Why I Don’t Care About Aleppo (But Should)


Celebrity deaths seem to be what most people remember about 2016. For me, it would probably be all the random terrorist attacks. Maybe I just read too much international news.

A few weeks ago, Syrian forces under President Assad took control of the ancient city of Aleppo in a bloody affair that killed hundreds of civilians and led to the displacement of over 100,000 others.

What makes it worse is the manner of death.  These people aren’t being mercifully put away with a swift bullet to the brain. They are being slaughtered in all sorts of sordid ways.  So much so that well-meaning Muslims are apparently asking questions like the following:

“Is it permitted for a Sunni man from Aleppo to kill his wife or sister in order to save her from a rape by Shiites?”

That’s utterly insane.

Yet, no one cares.  I know I don’t.  I think I skimmed the headline while mindlessly meandering through Reddit in search of more meaningful diversions like funny cat memes.  The headline registered as a blip in my mind’s awareness and no more.  I understood it, but I felt nothing.

Let’s contrast that to a terrorist attack in Germany the very same week where 12 people died as a result of a vehicular terrorist attack.  As soon as that happened, social media and news outlets were seemingly ablaze with people posting their condolences and a new variant of the pray for insert-white-city-name-here hashtag.

Why is that? I self-reflected on this for a bit and tried to come up with a list of reasons for this apparent asymmetry in fucks given.

Deviation From Normal

“If tomorrow I tell the press that like a gang banger, will get shot, or a truckload of soldiers will be blown up, nobody panics, because it’s all, part of the plan. But when I say that one, little old mayor will die, well then everyone loses their minds!”

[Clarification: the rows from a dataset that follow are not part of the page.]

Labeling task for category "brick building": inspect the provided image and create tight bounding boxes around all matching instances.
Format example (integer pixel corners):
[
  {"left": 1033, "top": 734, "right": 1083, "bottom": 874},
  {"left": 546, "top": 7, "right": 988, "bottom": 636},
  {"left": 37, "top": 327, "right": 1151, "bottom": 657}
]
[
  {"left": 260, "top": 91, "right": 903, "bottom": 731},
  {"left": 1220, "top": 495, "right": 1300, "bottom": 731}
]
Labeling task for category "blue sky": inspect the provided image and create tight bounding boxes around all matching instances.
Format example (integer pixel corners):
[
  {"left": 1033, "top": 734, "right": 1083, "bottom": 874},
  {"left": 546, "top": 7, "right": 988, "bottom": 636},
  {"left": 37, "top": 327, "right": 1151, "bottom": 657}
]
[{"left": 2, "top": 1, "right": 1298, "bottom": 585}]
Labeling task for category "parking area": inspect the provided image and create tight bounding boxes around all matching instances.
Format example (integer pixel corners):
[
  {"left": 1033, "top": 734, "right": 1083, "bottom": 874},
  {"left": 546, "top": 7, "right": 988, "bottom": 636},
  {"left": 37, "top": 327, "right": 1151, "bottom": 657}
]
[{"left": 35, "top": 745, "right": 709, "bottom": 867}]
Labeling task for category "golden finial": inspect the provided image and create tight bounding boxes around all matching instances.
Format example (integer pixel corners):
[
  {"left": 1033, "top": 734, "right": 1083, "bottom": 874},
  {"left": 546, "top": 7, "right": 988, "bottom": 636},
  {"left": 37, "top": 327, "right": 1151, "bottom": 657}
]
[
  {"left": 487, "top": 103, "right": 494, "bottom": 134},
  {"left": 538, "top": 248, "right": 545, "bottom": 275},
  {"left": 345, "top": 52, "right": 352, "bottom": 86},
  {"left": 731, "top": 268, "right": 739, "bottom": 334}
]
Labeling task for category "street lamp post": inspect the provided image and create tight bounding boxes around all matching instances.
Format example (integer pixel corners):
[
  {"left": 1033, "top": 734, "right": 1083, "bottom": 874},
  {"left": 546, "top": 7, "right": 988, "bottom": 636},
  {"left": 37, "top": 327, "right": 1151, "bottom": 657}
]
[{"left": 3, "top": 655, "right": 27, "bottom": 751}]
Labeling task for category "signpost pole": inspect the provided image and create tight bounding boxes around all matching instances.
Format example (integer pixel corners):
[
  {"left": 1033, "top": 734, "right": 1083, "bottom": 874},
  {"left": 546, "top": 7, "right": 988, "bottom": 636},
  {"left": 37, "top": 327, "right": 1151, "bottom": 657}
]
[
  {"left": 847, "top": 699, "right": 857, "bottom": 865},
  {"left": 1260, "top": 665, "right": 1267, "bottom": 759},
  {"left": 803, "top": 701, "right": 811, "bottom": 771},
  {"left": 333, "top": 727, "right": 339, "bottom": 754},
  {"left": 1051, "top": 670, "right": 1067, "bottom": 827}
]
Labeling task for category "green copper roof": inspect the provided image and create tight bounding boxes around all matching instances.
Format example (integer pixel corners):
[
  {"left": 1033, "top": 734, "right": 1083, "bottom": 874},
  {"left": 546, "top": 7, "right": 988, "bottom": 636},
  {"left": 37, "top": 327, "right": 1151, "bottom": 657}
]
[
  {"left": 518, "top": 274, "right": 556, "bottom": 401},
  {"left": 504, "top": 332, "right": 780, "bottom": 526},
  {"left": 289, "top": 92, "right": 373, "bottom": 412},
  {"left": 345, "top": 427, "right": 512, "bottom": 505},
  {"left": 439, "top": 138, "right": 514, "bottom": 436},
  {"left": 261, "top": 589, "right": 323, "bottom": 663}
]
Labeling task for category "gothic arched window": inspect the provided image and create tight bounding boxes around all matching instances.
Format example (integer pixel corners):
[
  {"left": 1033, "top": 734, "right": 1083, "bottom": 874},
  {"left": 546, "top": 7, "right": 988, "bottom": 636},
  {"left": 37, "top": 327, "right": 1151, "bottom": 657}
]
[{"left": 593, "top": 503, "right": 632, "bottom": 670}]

This line from the Joker in the Dark Knight perfectly encapsulates the desensitization that our western civilization has to death and violence in the Middle East.  We’re so used to it happening there that it simply fails to register any more.  It’s “normal”.

However, when something similarly terrible befalls a place like Berlin, we take notice.  It’s not supposed to happen there.  That spooks us because, if it can happen there, then what’s to prevent it from happening here where any one of us are?

Race and Ethnicity

While I think the deviation from normal justification is a good chunk of it, I can’t help but wonder if things would be different if the people being blown up in the Middle East were white.

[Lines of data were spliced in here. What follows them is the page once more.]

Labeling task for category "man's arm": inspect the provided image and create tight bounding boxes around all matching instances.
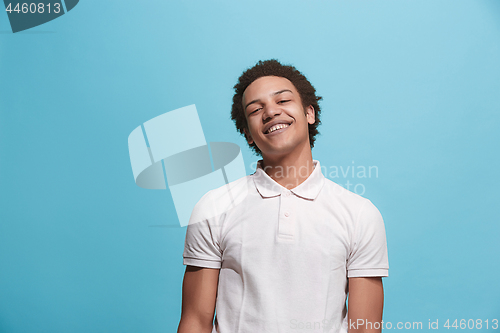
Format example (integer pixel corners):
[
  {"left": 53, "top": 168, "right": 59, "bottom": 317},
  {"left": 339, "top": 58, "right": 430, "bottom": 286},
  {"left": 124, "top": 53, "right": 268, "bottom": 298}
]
[
  {"left": 177, "top": 265, "right": 220, "bottom": 333},
  {"left": 347, "top": 277, "right": 384, "bottom": 333}
]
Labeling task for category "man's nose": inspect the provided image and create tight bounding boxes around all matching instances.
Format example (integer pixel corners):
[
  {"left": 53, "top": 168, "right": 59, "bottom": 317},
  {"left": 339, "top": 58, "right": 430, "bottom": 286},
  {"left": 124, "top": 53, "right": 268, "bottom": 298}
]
[{"left": 263, "top": 103, "right": 282, "bottom": 120}]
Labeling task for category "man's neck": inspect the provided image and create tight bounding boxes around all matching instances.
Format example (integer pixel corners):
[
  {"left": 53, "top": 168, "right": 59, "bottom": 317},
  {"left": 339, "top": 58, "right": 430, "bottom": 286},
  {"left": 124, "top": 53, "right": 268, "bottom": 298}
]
[{"left": 260, "top": 145, "right": 315, "bottom": 190}]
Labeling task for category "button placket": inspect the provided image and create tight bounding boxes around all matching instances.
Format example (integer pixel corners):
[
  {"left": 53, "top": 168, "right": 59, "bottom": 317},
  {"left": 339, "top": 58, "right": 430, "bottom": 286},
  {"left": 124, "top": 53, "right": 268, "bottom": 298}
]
[{"left": 278, "top": 190, "right": 295, "bottom": 238}]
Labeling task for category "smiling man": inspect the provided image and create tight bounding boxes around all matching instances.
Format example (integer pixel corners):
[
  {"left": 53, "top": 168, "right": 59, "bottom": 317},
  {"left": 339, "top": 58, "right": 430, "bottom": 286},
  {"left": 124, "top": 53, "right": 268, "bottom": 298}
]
[{"left": 177, "top": 60, "right": 389, "bottom": 333}]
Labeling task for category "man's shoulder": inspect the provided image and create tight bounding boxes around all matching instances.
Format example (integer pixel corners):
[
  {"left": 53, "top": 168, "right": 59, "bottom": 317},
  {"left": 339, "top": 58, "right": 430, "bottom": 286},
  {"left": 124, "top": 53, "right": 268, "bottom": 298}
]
[
  {"left": 203, "top": 173, "right": 253, "bottom": 201},
  {"left": 189, "top": 174, "right": 253, "bottom": 225},
  {"left": 321, "top": 177, "right": 371, "bottom": 208},
  {"left": 320, "top": 178, "right": 384, "bottom": 231}
]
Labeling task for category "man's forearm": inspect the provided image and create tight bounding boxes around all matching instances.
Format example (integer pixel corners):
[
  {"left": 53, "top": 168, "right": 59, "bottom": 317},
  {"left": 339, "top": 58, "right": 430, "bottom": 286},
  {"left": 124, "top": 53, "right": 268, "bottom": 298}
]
[{"left": 177, "top": 317, "right": 213, "bottom": 333}]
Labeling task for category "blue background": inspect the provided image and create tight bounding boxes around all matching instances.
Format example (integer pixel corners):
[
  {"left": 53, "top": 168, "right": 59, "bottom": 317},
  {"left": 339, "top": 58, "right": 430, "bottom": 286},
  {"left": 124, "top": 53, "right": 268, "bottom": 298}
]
[{"left": 1, "top": 0, "right": 499, "bottom": 332}]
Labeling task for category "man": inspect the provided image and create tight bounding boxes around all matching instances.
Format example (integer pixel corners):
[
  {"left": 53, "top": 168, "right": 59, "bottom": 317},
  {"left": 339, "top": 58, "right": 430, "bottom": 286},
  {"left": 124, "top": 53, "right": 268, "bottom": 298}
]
[{"left": 177, "top": 59, "right": 389, "bottom": 333}]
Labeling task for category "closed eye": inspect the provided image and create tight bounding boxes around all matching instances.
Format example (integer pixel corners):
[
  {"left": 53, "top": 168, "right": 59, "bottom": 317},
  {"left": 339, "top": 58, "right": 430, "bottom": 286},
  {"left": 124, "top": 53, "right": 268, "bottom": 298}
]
[
  {"left": 249, "top": 108, "right": 262, "bottom": 115},
  {"left": 278, "top": 100, "right": 290, "bottom": 104}
]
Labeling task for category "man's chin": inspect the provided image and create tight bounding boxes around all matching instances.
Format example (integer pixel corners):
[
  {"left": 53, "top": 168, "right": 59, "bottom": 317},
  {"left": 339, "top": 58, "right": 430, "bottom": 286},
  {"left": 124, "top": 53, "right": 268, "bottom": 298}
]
[{"left": 259, "top": 144, "right": 296, "bottom": 158}]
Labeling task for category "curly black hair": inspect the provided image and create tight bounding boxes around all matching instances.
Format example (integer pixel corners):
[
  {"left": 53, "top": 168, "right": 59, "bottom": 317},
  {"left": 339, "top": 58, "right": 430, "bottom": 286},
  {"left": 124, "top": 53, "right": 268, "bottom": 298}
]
[{"left": 231, "top": 59, "right": 322, "bottom": 156}]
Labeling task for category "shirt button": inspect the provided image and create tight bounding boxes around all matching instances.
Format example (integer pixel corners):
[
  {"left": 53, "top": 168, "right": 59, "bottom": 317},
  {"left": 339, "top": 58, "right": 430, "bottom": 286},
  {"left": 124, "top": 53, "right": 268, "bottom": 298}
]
[{"left": 284, "top": 212, "right": 290, "bottom": 217}]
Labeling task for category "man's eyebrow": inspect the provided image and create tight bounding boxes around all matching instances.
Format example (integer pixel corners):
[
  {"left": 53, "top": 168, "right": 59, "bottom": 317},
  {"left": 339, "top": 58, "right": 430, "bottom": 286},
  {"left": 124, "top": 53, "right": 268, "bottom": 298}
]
[
  {"left": 244, "top": 89, "right": 294, "bottom": 111},
  {"left": 273, "top": 89, "right": 293, "bottom": 96}
]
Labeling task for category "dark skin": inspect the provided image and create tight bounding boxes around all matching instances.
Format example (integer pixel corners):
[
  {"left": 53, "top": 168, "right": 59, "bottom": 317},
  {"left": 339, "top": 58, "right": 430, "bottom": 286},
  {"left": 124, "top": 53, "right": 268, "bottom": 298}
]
[{"left": 177, "top": 266, "right": 219, "bottom": 333}]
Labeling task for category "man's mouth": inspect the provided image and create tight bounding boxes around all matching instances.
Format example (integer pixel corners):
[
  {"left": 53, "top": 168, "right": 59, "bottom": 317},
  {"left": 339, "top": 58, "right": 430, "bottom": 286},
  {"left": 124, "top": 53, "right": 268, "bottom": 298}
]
[{"left": 265, "top": 122, "right": 291, "bottom": 134}]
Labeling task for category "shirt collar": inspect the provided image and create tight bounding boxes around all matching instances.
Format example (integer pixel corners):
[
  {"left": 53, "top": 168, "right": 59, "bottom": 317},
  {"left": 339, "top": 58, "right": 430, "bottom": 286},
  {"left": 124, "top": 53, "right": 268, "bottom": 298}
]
[{"left": 252, "top": 159, "right": 325, "bottom": 200}]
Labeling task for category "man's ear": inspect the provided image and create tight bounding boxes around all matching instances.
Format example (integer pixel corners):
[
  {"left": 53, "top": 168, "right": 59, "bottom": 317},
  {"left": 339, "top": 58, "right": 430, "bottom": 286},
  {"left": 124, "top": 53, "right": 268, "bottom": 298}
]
[
  {"left": 243, "top": 128, "right": 254, "bottom": 145},
  {"left": 305, "top": 105, "right": 315, "bottom": 125}
]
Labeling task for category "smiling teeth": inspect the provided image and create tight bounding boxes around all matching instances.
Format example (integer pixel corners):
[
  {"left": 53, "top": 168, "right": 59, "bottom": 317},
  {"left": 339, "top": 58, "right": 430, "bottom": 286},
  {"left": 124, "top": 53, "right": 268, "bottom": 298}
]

It’s easy to dissociate yourself when the people don’t look like you.  It’s hard to have empathy.  I don’t mean this in a cynical, race-baiting way.  It’s just the way our neural circuits are hardwired.  Our cavemen forebears probably learned the hard way that engaging with the “other” looking cavemen from other tribes could get you conked in the head and, over time, probably evolved to be more empathetic towards similar looking cavemen.

Too Many Degrees of Separation

We all probably know someone who lives in Germany like that blonde international kid from college who pounded 12 beers a night, 5 nights a week.  Maybe we’ve even visited ourselves and thought that one clandestine nightclub that blared deep house music until 7 in the morning was the greatest venue ever.

But Aleppo?  We almost certainly will never go there without being eliminated by a drone or at the very least put on some crazy government watch list along with our pal, Edward Snowden.  Chances are also solid that we know very few people from that area.

Aleppo and the rest of the Middle East might as well be set in a Tolkienesque fantasy world that resembles nothing like our own.  Our sense of connectedness to it and, by extension, the people who live there is tenuous at best.

So what?

I tend to favor Hanlon’s razor in things like this, which basically says to not assume malice when simpler human follies like neglect and misunderstanding can be blamed.  We are not malicious or callous (I hope), although the end result is more or less the same.  We have, however, internalized these things for various reasons.

What makes racial issues like these particularly pernicious is intent.  We are all well meaning, but as long as we choose to ignore the reality that our intents don’t matter so much as the actual result, then the world will always tilt towards one set of people over the rest.

The challenge is to rise above that and become conscious and deeply aware of these biases. We should care about humanity in its most absolute sense.  It’s a difficult task, but it’s one we can each do.  I think we can do better in our compassion.